Más tarde, Shay explicó mi error: tenía una funda abatible en mi teléfono y cada vez que la doblaba, el oficial se enojaba más y más.
«No confiaba en ti, que estabas escondiendo algo». Él no creía que lo borraste y no creía que eras quien dijiste que eras ”, dijo Shay más tarde. «Le preocupaba que fueran identificables».
«¿Incluso con sombrero, máscara y anteojos?» He preguntado.
«Sí», respondió Shay. «Obviamente están nerviosos».
Y tienen derecho a serlo. En una ciudad de 63.279 habitantes, los funcionarios policiales estiman que hay más de 30 pandillas aquí que emplean a unas 3.000 personas.
Fue este entorno difícil y la explosión del narcotráfico lo que llamó la atención de la productora Tying Agreements con Mediaset.
Los productores realizaron 81 entrevistas y filmaron 336 horas de metraje, hablando con oficiales de diferentes fuerzas policiales y viajando a Mónaco para documentar cómo se transportan las drogas desde África a través del agua y hacia Europa.
El resultado es una miniserie para Netflix que se comercializó a los espectadores como un vistazo a la «vida cotidiana del conflicto en uno de los enclaves más grandes del país», que se emitió a fines del año pasado y se disparó a lo más alto del ranking español de Netflix.
Sé que tengo suerte de salir de La Línea con poco más que una paliza, y soy consciente de que este incidente es un poco frívolo en comparación con lo que otros han visto y sufrido en esta ciudad este verano.
Durante la mayor parte del año, las autoridades españolas se acercaron a Jesús Heredia, más conocido como El Pantoja y supuestamente el mayor narcotraficante de la región del Campo de Gibraltar, con la fuerza brutal de la Brigada Central de Estupefacientes.
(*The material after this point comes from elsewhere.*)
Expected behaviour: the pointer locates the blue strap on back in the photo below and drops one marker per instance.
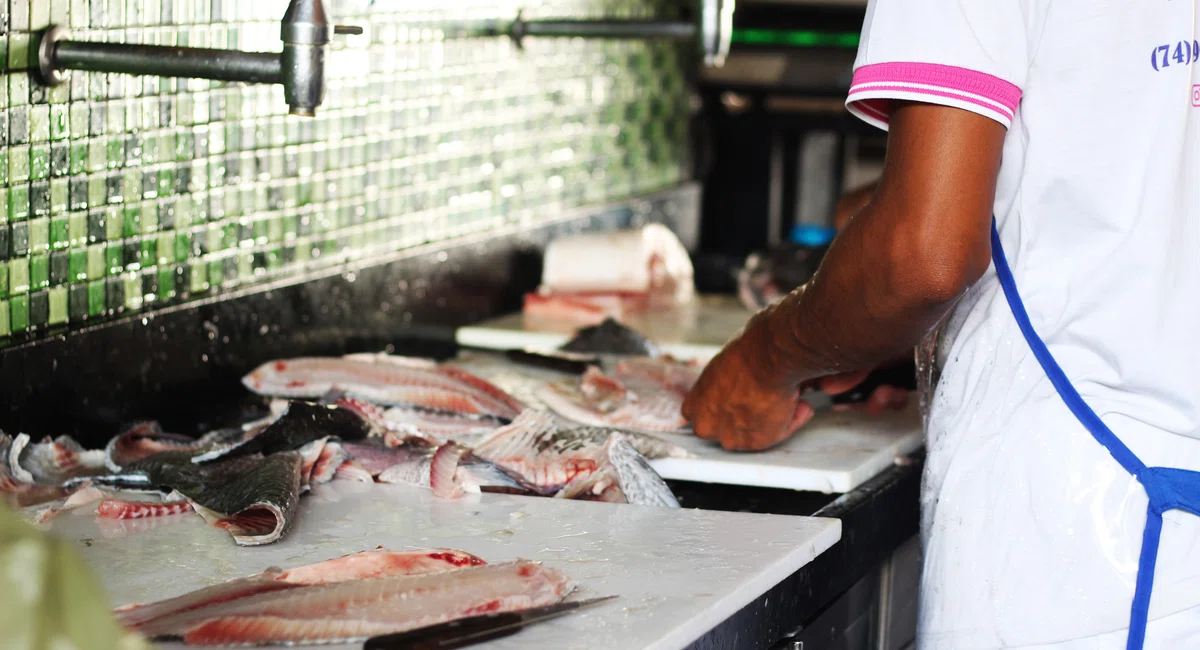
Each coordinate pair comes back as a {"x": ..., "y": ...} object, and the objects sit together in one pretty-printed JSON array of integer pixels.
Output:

Su aprehensión fue la última de una serie de disparos de alto perfil contra los capos de la droga.
Las fuerzas armadas irrumpieron en las instalaciones de sus asociados y las casas de seguridad de la pandilla fueron atacadas por agentes vestidos con overoles negros. El 29 de junio, una redada masiva en propiedades secretas vio a 38 personas arrestadas, 11 de las cuales están detenidas sin derecho a fianza.
Uno de ellos tenía 52 bolas de hachís que pesaban 1,5 toneladas escondidas bajo la base de una ducha. Otro tenía fajos de dinero en efectivo escondidos en el inodoro y debajo del fregadero. El propio Heredia había sido arrestado el 24 de junio, mientras cenaba con su familia en un restaurante en Chiclana de la Frontera, todo gracias a las denuncias policiales y a una decisión equivocada de dejar que su mansión ultrasecreta sirviera de lugar para un extravagante video musical de la estrella del reguetón. Canelita el otoño pasado.
Como resultado, la policía intensificó la búsqueda de gánsteres y sus asociados, descubriendo 17 escondites de alta tecnología en el área de El Zabal.
Con Heredia tras las rejas esperando juicio y dos miembros clave de la pandilla Castaños, Gareth Mauro y El Potito, huyendo, el imperio criminal de La Línea comienza a desmoronarse. Para la policía, descubrir el narcoville oculto muestra a la ciudad progresando en su lucha contra las bandas de narcotraficantes, pero ¿cuántas personas más tendrán que arriesgar sus vidas antes de que la ciudad pueda recuperarse?